Indeed there are. And there are some big ones on Ignorance, a breakup album in which the Canadian songwriter twines together personal heartbreak with a mournful sadness about humankind’s desecration of the natural world.
That might make Ignorance sound like a joyless pop music lecture. But this fluid, seamless 11-song collection is not that. To these ears, it’s the first great indie-pop album of 2021.
Previous Weather Station albums have built on a folk-rock foundation, but Ignorance moves with assurance into shimmering art-pop textures. Strings and synths and saxophones swirl as the singer’s voice rises and falls with Joni Mitchell inflections.
Lindeman is an expert noticer who conjures a world in a few lines, like a finely sketched short story. The wintry “Subdivisions” begins in the car as “the cold metallic scent of snow caught in my throat as I reached out to turn on the radio.” But she can’t outrun the feeling she’s drifted off course: “What if I misjudged in the wildest of emotion? I took this way too far.”

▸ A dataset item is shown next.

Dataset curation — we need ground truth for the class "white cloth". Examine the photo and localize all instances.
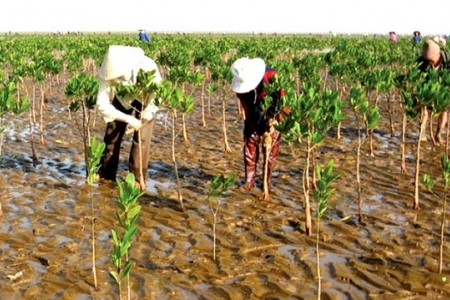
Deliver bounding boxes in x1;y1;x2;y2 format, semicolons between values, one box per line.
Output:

Ignorance has an eye for beauty, valued for its fragility. Bad news is everywhere — “I really should know better than to read the headlines,” Lindeman sings on “Atlantic.” But rather than be dragged into the muck, she regards the world in wonder. “My God, I thought,” she sings with a gasp. “My God, what a sunset.”
— Dan DeLuca
Archie Shepp & Jason Moran
Let My People Go
(Archieball ***)
The same attributes that make pianist Jason Moran one of the most visionary and inventive artists in modern jazz — his expansive interests, perceptive ears, and audacious imaginative leaps chief among them — also make him an ideal collaborator. Witness this outing with legendary saxophonist Archie Shepp, a soul-stirring session that brings together classic spirituals and jazz standards.

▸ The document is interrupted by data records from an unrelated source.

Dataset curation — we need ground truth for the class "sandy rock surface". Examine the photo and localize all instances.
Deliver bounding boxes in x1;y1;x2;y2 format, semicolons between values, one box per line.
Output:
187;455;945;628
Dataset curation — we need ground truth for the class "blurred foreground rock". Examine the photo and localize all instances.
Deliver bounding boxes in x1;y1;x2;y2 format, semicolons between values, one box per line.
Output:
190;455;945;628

The Germantown-raised Shepp, one of the defining voices of the 1960s New Thing in jazz, may no longer summon the full ferocity of his Fire Music past, but what remains is undeniably powerful in its rough-hewn eloquence.
His once-overwhelming sound is now laced with crags and rasps, but he harnesses the power of those time-worn elements to conjure a breathy, strained tone that is even more compelling for its imperfections. That’s also true of the gravelly baritone that Shepp uses to achingly recite lyrics.

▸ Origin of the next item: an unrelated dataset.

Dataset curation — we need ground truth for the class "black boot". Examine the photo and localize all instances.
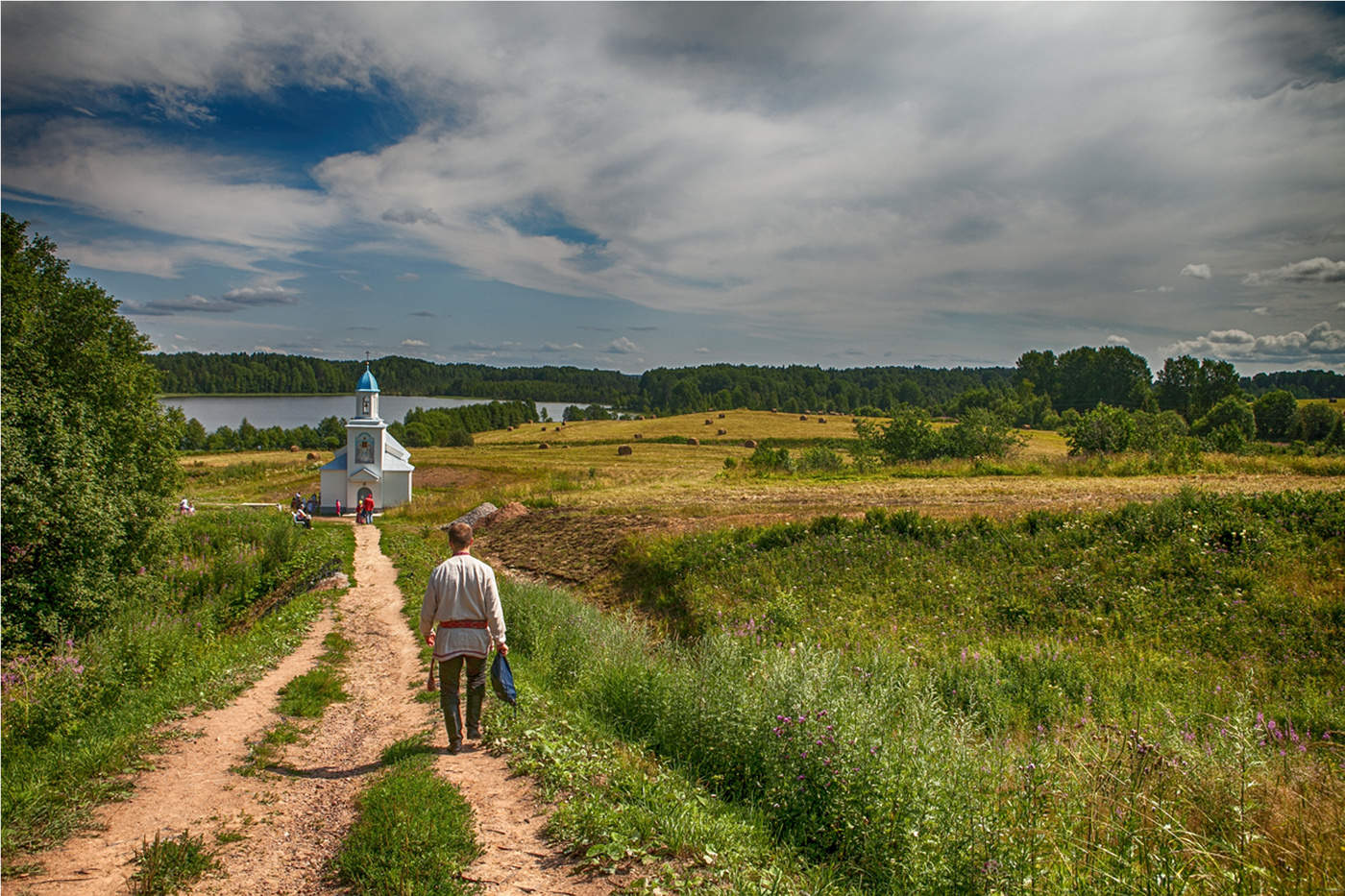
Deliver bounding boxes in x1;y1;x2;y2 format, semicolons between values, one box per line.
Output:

Moran accompanies the saxophonist’s keening wails with a serrated lyricism, undergirded by ominous thunder.
The two meet on the common ground of the American spiritual, imbuing even jazz classics like Thelonious Monk’s “Round Midnight” and John Coltrane’s “Wise One” with a solemn reverence that doesn’t break the spell cast by deeply felt renditions of “Go Down Moses” and “Sometimes I Feel Like a Motherless Child.”
These intimate, moving performances capture the soulful lament and uplift of those songs while inevitably reflecting on their relevance to our times.
— Shaun Brady
Clap Your Hands Say Yeah
New Fragility
(CYHSY/Secretly Distribution ***)
Alec Ounsworth’s voice threatens to overshadow everything else in Clap Your Hands Say Yeah. It’s an acquired taste, sometimes piercing, sometimes bleating, sometimes tender, always anxious. But it can also be thrilling when he leans into it with abandon or when he rushes syllables with nervous energy, as he does on New Fragility, CYHSY’s sixth album.
It’s the most consistent set of songs yet from Philly’s Ounsworth, the sole constant in CYHSY. He plays mostly everything — keyboards, guitars, toy piano, some Neil Young-like harmonica — except bass and drums (which sometimes come from Centro-Matic’s Will Johnson, who helped produce the album.) The arrangements are full of nuanced, inventive details that seamlessly balance everything,
Like Clap Your Hands’ much-loved 2005 debut, the new album’s songs often build to perky climaxes, although the lyrics focus on broken relationships, both personal and political. “I never want to take another chance on anyone,” Ounsworth sings on the title track.
“Hesitating Nation” depicts a culture that lacks empathy. “Thousand Oaks,” one of the album’s catchiest tunes, decries gun violence. The seemingly joyful “CYHSY, 2005” interrogates self-sabotaging motives for touring.
The dichotomies — the edgy vocals and the subtle music, the upbeat hooks and downbeat lyrics — make New Fragility fascinating and rewarding.